How’s Mary? I asked, hoping she might still be doing his laundry at least.
Doing a good job of being Mary I imagine.
You imagine?
Carmel must be eighteen.
Nearly twenty-one I corrected; will be a graduate soon.
Right, you said that, sorry. I haven’t seen her since she was four, it’s hard to keep track.
She was six! She wanted to come this time but –
Ah, come on: I know life’s busy when you’re young.

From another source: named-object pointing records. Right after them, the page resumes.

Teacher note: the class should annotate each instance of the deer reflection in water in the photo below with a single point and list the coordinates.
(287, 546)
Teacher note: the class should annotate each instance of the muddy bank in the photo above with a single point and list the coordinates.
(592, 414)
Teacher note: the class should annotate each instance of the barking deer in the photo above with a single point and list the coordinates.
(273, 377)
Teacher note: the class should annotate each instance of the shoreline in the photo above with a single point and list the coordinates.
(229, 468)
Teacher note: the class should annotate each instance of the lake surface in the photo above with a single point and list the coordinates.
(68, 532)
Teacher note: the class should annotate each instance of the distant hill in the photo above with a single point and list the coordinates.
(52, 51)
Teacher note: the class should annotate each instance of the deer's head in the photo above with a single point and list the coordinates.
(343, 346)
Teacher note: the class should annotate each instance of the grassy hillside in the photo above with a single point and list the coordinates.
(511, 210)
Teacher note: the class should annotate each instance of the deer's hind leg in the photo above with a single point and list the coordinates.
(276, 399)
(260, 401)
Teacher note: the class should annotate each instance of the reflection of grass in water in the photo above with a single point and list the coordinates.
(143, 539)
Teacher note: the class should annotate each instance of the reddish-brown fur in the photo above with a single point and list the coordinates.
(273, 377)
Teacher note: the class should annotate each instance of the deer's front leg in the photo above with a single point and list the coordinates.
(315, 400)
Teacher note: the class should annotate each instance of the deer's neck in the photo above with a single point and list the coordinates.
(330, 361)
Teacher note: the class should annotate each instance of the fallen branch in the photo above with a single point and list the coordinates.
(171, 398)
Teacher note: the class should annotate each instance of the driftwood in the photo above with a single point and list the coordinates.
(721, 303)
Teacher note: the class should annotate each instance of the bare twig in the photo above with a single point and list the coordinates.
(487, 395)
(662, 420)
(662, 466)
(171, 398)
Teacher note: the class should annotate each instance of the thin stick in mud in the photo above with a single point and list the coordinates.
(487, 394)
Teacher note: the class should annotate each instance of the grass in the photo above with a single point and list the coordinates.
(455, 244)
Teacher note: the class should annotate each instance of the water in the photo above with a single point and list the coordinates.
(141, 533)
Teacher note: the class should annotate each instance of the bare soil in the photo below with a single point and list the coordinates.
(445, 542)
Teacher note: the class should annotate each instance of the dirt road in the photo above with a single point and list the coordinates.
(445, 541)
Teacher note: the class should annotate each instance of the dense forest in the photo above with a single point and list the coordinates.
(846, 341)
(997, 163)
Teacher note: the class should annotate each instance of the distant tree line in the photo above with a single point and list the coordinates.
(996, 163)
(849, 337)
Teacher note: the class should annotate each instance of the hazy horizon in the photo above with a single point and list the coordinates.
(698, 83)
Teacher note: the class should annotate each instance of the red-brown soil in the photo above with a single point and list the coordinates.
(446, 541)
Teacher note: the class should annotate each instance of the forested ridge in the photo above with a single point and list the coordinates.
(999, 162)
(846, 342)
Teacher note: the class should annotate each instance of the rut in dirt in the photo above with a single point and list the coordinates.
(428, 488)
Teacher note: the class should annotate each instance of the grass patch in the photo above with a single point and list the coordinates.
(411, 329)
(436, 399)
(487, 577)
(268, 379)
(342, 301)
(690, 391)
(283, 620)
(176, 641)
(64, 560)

Will Mary be there when we arrive?
What did you say Carmel is studying?
I got the message to pull back on the Mary questioning: She’s doing literature and art.
She’ll be a teacher then, I expect.
Yes, most likely.
Or unemployed, said Ian, which made Seán laugh and drum his fingers on the steering wheel.
Well, there’s always a job here helping out if she’s desperate enough, he said.
And Ian and I fell silent, afraid to laugh in case he wasn’t joking and might think we were being disparaging about the offer.
The roads had improved a lot since our last visit and it was noticeable how many new expensive cars people were driving. Seán continued to drive his wreck like a man possessed.
What do you think of Lewis Hamilton? Ian asked. It was a sly question.
The best Formula One driver ever, it’s a shame you Brits don’t appreciate him more.
When we reached the outskirts of Wicklow, Seán said he needed to get some provisions.
Come if you like, he said.
I’ve never shopped at a Lidl, I replied.
You’ve been missing out there, Therese, he said and took Ian with him.
I was about to shout a reminder but they both put masks on before going inside.
In the car park, I could see another way Ireland had changed since I’d left. There were actually people from abroad, who looked and sounded like they might live here, mainly Eastern Europeans but also some Africans and people from the Middle East; refugees probably.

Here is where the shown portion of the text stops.